In my most recent post, I wrote about the risk of revealing things about myself in my work. This post is along the same lines. I'm a Cuban man, but I've always been reluctant to have Latino characters in my scripts (especially male characters). Why? Since my work is aimed at an American audience, it's partly been a practical thing. But there's been something else at work. For reasons I don't quite understand, I've always been afraid that people would think I'm writing about myself. Or worse, that I'm writing about the way I'd like people to see me. Obviously, I have issues, but that's for another post.

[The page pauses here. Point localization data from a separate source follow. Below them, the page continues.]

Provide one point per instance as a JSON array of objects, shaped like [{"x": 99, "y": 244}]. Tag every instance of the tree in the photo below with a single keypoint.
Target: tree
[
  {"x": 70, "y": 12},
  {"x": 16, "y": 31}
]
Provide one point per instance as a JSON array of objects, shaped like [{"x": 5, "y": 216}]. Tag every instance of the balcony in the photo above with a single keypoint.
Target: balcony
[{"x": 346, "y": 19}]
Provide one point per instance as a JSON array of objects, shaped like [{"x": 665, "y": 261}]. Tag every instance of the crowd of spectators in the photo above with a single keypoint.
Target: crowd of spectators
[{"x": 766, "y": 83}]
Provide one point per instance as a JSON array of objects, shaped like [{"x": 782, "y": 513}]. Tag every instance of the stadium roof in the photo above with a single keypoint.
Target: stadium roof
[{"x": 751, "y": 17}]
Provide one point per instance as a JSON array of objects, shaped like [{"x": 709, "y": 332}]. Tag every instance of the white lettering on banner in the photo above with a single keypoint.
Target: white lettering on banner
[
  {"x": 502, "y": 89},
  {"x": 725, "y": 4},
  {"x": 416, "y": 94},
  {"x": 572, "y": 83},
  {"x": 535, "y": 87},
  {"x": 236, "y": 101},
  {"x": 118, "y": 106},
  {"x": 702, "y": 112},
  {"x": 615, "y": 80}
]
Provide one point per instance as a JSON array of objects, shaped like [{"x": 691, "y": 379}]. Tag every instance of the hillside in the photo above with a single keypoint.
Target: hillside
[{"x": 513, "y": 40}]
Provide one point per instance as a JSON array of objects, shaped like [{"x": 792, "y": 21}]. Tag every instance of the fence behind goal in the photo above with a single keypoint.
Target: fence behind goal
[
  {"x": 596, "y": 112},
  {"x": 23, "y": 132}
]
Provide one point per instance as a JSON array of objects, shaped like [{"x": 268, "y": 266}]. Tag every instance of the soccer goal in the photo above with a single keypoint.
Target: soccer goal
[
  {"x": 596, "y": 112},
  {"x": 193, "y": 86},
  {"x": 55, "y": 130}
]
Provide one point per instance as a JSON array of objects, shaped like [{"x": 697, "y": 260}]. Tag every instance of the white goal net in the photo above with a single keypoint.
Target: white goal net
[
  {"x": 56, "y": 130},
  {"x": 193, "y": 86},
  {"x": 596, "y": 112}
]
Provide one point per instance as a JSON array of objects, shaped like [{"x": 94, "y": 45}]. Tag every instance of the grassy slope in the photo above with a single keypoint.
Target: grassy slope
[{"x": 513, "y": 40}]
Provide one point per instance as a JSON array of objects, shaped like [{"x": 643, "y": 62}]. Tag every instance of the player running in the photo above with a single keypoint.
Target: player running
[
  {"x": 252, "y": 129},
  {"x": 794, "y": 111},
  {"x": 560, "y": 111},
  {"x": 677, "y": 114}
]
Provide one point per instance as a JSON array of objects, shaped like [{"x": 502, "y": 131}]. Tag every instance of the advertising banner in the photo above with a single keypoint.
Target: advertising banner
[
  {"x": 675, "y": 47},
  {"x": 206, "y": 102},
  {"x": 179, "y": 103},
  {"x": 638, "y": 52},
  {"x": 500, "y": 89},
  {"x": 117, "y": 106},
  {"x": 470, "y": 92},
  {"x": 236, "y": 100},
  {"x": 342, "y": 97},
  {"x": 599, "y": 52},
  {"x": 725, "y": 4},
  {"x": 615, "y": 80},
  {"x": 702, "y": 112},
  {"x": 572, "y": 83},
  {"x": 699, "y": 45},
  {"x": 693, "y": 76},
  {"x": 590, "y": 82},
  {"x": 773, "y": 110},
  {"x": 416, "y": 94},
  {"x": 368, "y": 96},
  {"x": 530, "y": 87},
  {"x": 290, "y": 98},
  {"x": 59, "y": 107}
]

I recently started working on a script that's aimed at a female audience. Because I know that it's a common fantasy (especially for American women), I decided to have a Latino man as my protagonist's love interest. I was reluctant to do this at first, for the reasons mentioned above. But after some hesitation, I went full out, making the character the guy I'd like to be in about 10 years (when I'm his age). Not only was this a good thing to do as a writer, but it seemed to help me be a little more comfortable with who I am. I'm a Latino man, and some women like this about me. Why not own it, right?
Now, for the weird part. While working on this script, called "Never Too Late," I found myself in a situation eerily similar to the character in my script. With little effort on my part, I was suddenly the love interest of a woman who's a whole lot like my protagonist (though different in many ways, too!). Was this simply a coincidence? Just life imitating art? Or did I make this happen by writing this character and embracing this aspect of myself? I honestly don't know, but I like it.